Over time, with further advancement of social media across the world, we have seen the poll strategists of the political parties using social media to get to know how deeper their penetration is and what the issues are which people are facing: social media has quite helped in that, if not entirely in the third world countries, but the developed ones. Even, one can say that social media has also been used—potently—in influencing the voters as we have seen when the US accused Russia of doing that when Donald Trump was voted to power.
The power of social media could be further understood by how India’s known poll strategist, Prashant Kishore uses the platform: not just to reach out to the masses; he also underlines the importance and key role of social media in shaping the image of individuals, good or bad. In developed countries, the good or bad perception about the political parties as well as the politicians who represent people, or, are intending to, are weighed and vetted based on what they put out on social media. There also are various studies carried out by reputed institutions across the world that have studied the usage of social media as a tool by politicians and have come up with revealing results.

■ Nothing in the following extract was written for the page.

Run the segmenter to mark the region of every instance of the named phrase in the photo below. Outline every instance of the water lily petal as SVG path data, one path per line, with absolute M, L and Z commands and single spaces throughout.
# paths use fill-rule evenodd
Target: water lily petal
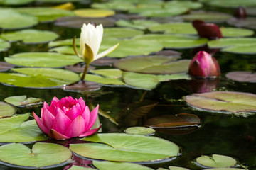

That brings us to the point of what the approach of the politicians needs to be when it comes to the use of social media because just one overstepping…and boom, you are gone. There is a need to ensure that they control their immediate responses to matters around them because so many times it has been seen that reputed politicians end up sharing fake news, suiting their interests, only to come to know later, that it was just a bluff: and by the time they realise it, the damage is done. And it is not just limited to sharing fake news only, rather, there is more where caution is a must. Politicians need to tread carefully because, in the end, what they do is what gets projected and that’s what ends up denting their image. Better use social media with caution or it would prove more of a bane than a boon.